Als Gegenpol zu den Kanonikern rücken im dritten Teil (S. 199-268) die klösterlichen Gemeinschaften in den Blick. Auffallend ist, dass die traditionell in der besonderen Gunst des französischen Königtums stehenden Benediktinerklöster sich hinsichtlich königlicher Gunstbeweise in keiner Wiese von anderen geistlichen Gemeinschaften unterschieden. Auch sie waren ebenso wie andere vom aktuellen Wohlwollen des Herrschers und seiner Umgebung sowie vom direkten Zugang zu Ludwig IV. abhängig. Besonders deutlich wird dies bei St. Germain-des-Prés, das über diesen Zugang nicht verfügte und sich durch Fälschungen auf ältere Könige Rechte zuschrieb, die es bei Ludwig VI. nicht erwirken konnte. Wie stark bestimmte persönliche Konstellationen das Wohlwollen Ludwigs VI. beeinflussen konnten, zeigt auch Suger von St. Denis. Zog seine Erhebung zum Abt gegen den Willen Ludwigs VI. noch keine unmittelbaren Folgen nach sich, so hat sich das Verhältnis nach der mit der Unterstützung des Königs erfolgten Inkorporation des Klosters Argenteuil deutlich abgekühlt. In dieser Zeit sind dann auch keine Urkunden Ludwigs für St. Denis mehr nachzuweisen, und auch Suger scheint nun auf Fälschungen auf Karl den Großen zurückzugreifen. Während das Verhältnis zu den Cluniazensern nicht zuletzt vom Aufstieg und Fall der Familie Garlande beeinflusst ist, treten die Zisterzienser erst gegen Ende seiner Herrschaft in das Blickfeld und das Wohlwollen des Königs.

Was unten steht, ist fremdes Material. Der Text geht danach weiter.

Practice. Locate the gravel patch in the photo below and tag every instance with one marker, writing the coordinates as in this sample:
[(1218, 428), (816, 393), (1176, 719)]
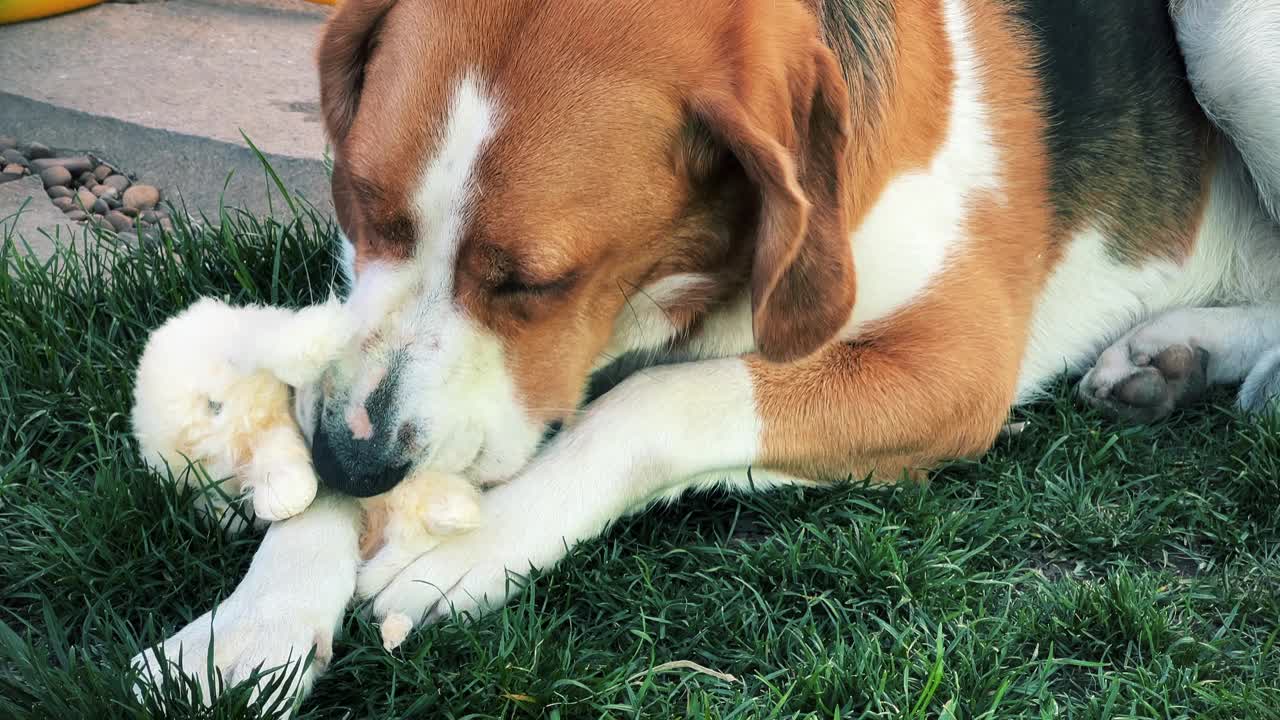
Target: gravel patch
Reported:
[(86, 188)]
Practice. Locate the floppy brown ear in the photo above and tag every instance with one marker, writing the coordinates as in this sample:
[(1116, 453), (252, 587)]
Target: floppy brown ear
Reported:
[(803, 269), (348, 40)]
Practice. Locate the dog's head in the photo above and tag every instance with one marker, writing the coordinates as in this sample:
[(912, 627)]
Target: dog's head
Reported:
[(529, 188)]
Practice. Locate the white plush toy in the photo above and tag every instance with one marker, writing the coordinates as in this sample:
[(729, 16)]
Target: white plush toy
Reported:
[(213, 388)]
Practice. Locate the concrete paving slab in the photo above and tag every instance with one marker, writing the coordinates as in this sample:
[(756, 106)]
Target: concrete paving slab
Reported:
[(165, 89), (31, 222)]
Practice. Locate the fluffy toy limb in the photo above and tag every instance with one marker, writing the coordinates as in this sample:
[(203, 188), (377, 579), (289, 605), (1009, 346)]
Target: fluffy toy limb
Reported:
[(410, 522), (296, 346), (279, 474)]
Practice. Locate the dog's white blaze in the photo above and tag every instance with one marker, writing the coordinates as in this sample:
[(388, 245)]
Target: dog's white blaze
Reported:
[(645, 323), (918, 223), (455, 382)]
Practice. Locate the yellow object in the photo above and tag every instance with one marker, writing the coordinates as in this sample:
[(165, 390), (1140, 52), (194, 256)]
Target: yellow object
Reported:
[(19, 10)]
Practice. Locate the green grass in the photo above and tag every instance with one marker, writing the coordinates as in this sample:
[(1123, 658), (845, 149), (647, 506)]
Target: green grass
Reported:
[(1079, 570)]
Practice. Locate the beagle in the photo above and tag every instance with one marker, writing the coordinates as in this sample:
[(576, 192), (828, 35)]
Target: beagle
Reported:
[(844, 236)]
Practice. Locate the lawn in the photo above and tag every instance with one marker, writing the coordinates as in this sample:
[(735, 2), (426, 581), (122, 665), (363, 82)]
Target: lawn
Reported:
[(1079, 570)]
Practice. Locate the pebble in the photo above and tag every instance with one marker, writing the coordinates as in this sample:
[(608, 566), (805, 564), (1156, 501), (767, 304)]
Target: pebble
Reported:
[(141, 196), (74, 165), (39, 151), (119, 222), (119, 182), (53, 177)]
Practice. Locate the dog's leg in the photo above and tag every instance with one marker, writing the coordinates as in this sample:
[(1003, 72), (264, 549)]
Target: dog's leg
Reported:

Das vor allem auf die Lebensbeschreibung Ludwigs VI. durch Abt Suger von St. Denis zurückgehende Bild der älteren Forschung, die in Ludwig den im Vergleich zu seinem Vater Philipp I. energischen Kirchenpolitiker und Reformer sieht, ist nach dieser Studie ebenso überzeichnet und unrichtig wie die Forschungsmeinung, die Ludwig als einen Zauderer in kirchenpolitischen Fragen begreift. Das Bild ist wesentlich differenzierter zu betrachten, und hierbei wird das Verhalten des Herrschers nicht zuletzt auch von der Tatsache bestimmt, wem seine Gunstbeweise gelten. Die Begünstigung von Kanonikergemeinschaften lag dabei stärker im bischöflichen und königlichen Interesse als die von streng hierarchisch gegliederten Klosterverbänden.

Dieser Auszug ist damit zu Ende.